Since our counterparts and we are anchors of the Disability Partnership TV, activities in Moscow related to this topic were especially important to us. We participated in several such activities, for instance, “Joyful Starts” in a boarding school for people who have intellectual disabilities. Those people are full of energy and positivity. We left the boarding school with medals and presents just like real champions. However, we wanted to reward people at the boarding school as they made us smile sincerely so many times during the time we spent together.
We had similar feelings during the para ice-hockey team practice. We managed to record a lot of lively and genuine videos that featured students’ dedication and pure happiness about every time they scored. We interviewed the head coach and got to know that some members of the team had Autism and some of them had Down Syndrome. We interviewed them, and we must say that the only thing one could notice was students’ pure dedication.

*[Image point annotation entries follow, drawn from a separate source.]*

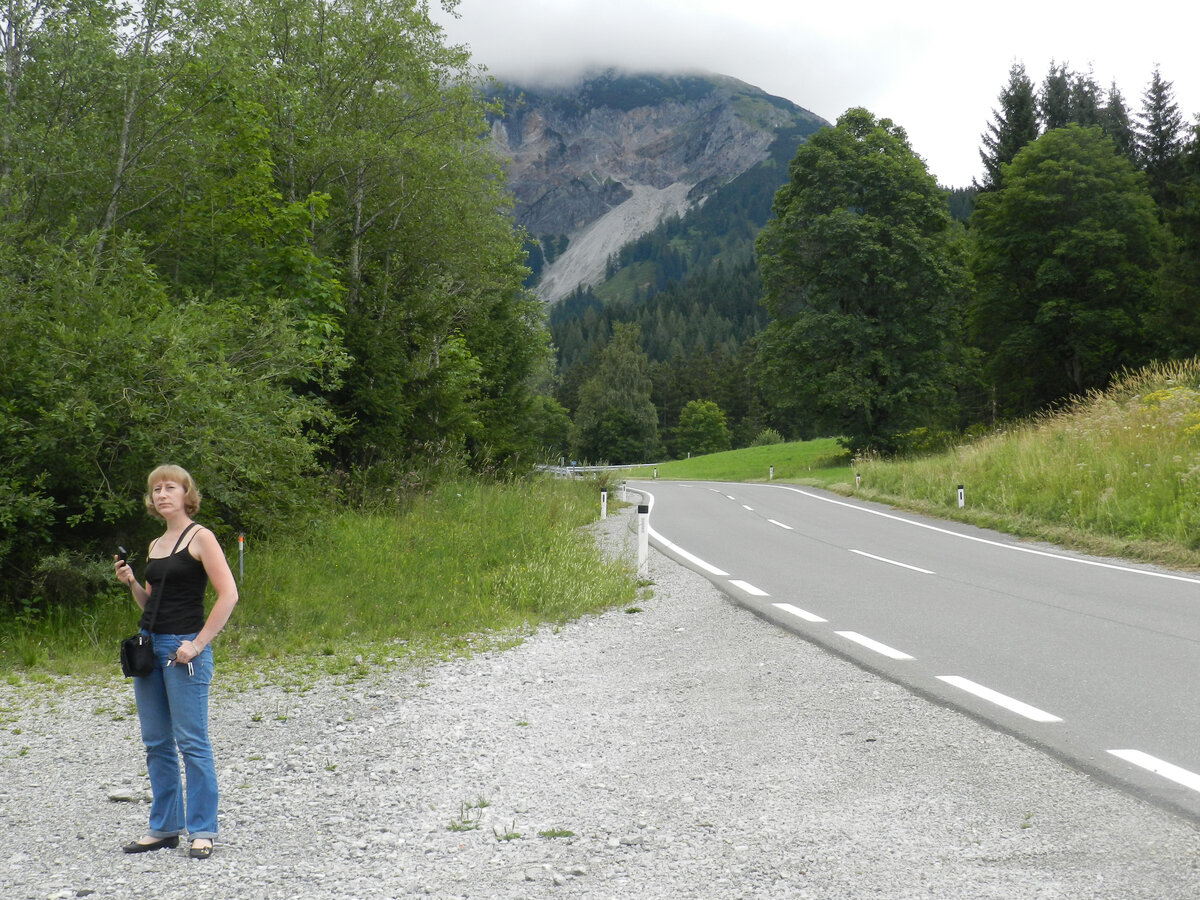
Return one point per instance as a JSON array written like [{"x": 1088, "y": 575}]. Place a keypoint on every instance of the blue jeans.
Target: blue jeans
[{"x": 173, "y": 709}]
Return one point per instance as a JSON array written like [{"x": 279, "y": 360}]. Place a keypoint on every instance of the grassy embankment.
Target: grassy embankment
[
  {"x": 469, "y": 564},
  {"x": 1116, "y": 473}
]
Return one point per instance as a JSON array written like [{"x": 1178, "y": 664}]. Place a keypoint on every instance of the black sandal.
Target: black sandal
[{"x": 160, "y": 844}]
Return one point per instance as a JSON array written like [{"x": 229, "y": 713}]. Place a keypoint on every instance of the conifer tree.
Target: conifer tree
[
  {"x": 1054, "y": 101},
  {"x": 1065, "y": 262},
  {"x": 1159, "y": 139},
  {"x": 1085, "y": 100},
  {"x": 1116, "y": 125},
  {"x": 1015, "y": 124}
]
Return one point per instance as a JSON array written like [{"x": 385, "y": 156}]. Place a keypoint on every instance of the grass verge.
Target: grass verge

Our trip to the Disney office was quite an experience! We saw edits and sketches. Employees greeted us with joy, even though they told us they never go to work that early. They made an exception for us because they wanted to show all of the interesting aspects of working at Disney.
Karina interviews a hedge-hockey coach at the Moscow Paralympic center.
No, I didn’t forget to tell you about the most important event. I simply decided to save it for later. We not only got to experience the opening of the World Cup, but we also got a chance to be a part of it every day of the trip. We met many different people, interviewed them, and cheered on soccer teams. We were very lucky to be in Moscow during the World Cup. The atmosphere that existed there was indescribable, and it would always remain in each person’s memory.
Farewell came too soon. We tried to avoid that day, but we knew it would come. It was sad to say our goodbyes not only because we would be separated by hundreds and thousands of kilometers, but because we would be scattered across the globe. We didn’t sleep for twenty-four hours. We were the last ones to leave, but our partners and new friends, the team from Texas, was the first leave. We said our goodbyes to the others with whom we will be in touch at least through social media in the future. One by one Texarkana, Fort Mill, Middletown, Samara, and Nizhniy Novgorod teams said goodbyes, and soon we had to leave too.
Now that I am home typing this text, I cannot believe that all of this happened to us. It was a great opportunity that was given to us by Eurasia Foundation. Everything the Foundation does has a greater meaning than one might think. EF makes it possible for different nations to become friends and gives hope that many other things are possible. Thank you, Eurasia Foundation!